Binance’s troubles across the world continued this week as the operations of the largest cryptocurrency exchange in the world have been declared illegal in Nigeria. The nation’s Securities and Exchange Commission made this declaration in the early hours of Saturday morning.
According to a statement published on its website, the SEC claimed Binance Nigeria Limited, a subsidiary of the well-known global cryptocurrency exchange Binance, has been actively promoting its web and mobile-enabled platforms to the Nigerian public whereas, Binance Nigeria is not registered or regulated by the SEC, making its operations in Nigeria illegal.
The statement signed by the SEC’s management read thus: “The attention of the Securities and Exchange Commission (the Commission) has been drawn to the website operated by Binance Nigeria Limited, soliciting the Nigerian public to trade crypto assets on its various web and mobile-enabled platforms.“
Binance Nigeria Limited is neither registered nor regulated by the Commission and its operations in Nigeria are therefore illegal.
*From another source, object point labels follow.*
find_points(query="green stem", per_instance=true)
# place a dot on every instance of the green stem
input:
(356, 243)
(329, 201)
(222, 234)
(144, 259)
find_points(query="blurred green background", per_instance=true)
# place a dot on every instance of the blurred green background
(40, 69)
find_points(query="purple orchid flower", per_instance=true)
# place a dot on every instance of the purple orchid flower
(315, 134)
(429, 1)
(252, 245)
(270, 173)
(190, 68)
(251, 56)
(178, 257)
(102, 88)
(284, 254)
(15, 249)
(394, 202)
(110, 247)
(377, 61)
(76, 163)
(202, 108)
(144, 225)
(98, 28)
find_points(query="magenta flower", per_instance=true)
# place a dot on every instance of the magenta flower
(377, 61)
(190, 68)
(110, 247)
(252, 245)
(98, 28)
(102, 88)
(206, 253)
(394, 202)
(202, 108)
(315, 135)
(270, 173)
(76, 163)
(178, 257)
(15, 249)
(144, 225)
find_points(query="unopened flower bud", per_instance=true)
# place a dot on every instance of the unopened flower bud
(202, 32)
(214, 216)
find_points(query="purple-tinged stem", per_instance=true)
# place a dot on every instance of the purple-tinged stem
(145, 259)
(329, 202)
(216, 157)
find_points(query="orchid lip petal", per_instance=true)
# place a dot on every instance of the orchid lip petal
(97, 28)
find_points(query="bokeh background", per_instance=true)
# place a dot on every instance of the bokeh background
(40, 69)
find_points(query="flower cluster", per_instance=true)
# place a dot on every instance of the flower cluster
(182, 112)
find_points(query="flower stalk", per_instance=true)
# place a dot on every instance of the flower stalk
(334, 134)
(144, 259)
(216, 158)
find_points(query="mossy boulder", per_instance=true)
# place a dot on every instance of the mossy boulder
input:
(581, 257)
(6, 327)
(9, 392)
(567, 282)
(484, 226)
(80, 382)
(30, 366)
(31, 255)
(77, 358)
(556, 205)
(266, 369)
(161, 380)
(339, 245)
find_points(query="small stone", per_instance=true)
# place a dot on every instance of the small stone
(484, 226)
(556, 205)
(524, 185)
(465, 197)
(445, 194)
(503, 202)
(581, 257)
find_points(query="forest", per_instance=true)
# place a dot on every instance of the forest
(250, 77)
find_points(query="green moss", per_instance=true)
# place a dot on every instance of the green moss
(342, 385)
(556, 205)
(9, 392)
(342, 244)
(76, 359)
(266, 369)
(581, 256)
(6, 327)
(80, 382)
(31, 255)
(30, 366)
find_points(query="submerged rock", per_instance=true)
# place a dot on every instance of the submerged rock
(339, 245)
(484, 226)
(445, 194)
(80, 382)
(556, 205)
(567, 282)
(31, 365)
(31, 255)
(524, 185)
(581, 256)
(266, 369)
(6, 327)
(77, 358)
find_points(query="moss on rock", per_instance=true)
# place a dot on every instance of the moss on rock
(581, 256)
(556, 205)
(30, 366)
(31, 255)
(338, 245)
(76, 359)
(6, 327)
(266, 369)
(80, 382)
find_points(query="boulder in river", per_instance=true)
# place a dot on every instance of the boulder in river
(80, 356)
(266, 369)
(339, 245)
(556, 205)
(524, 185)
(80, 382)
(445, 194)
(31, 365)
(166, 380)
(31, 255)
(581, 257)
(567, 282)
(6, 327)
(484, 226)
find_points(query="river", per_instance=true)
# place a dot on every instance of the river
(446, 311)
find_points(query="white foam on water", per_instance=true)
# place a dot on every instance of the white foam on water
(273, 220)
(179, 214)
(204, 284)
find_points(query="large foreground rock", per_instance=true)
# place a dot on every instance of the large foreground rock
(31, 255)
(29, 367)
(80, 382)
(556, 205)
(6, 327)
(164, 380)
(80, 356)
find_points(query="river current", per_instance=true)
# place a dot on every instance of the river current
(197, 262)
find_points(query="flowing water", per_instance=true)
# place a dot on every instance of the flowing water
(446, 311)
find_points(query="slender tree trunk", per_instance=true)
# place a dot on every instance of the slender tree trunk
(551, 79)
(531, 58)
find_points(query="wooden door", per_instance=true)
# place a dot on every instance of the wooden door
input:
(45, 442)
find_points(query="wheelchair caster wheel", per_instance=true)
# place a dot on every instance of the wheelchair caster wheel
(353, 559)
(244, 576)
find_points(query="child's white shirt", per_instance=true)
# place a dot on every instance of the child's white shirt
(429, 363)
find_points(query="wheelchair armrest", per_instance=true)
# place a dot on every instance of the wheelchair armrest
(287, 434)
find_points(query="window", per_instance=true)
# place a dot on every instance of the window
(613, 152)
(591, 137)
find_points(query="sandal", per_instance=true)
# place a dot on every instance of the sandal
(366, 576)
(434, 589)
Any member of the investing public dealing with the entity is doing so at his/her own risk.
As the regulator with the statutory mandate of investor protection, the Commission urges Nigerians to be wary of investing in crypto-assets, and crypto-asset-related financial products and services if the service provider/its platform is not registered or regulated by the Commission. Nigerian investors are hereby warned that investing in crypto-assets is extremely risky and may result in a total loss of their investment.
The Commission shall provide updates on further regulatory actions with respect to the activities of Binance Nigeria Limited, and other similar platforms and shall work with other regulators in Nigeria to provide further guidance on this matter.
It is noteworthy that this comes after Nigeria passed a 10% tax on digital assets in its new Finance Act for the year 2023.
Binance had signed a partnership with Nigeria
In September 2022, Bloomberg reported that Nigerian authorities and cryptocurrencies platform Binance Holdings Ltd. were in talks to establish a digital economic zone that will help entrepreneurs fast-track blockchain technology in the West African nation.
Nigerian officials partnered up with prominent global crypto exchange Binance to construct the Export Processing Zone Authority (NEPZA). Although crypto enthusiasts welcomed the development in the country, it is still unclear what exactly it is out to do and what effects it will have on the everyday Nigerian.
However, Emmanuel Ebanehita, Marketing Director (West Africa) at Binance told Technext in a Crypto interview that “As we continue to support blockchain adoption across the African continent, Binance’s collaboration with The Nigeria Export Processing Zones Authority was set up to establish a virtual free zone to generate long-term economic growth through digital innovation in the region.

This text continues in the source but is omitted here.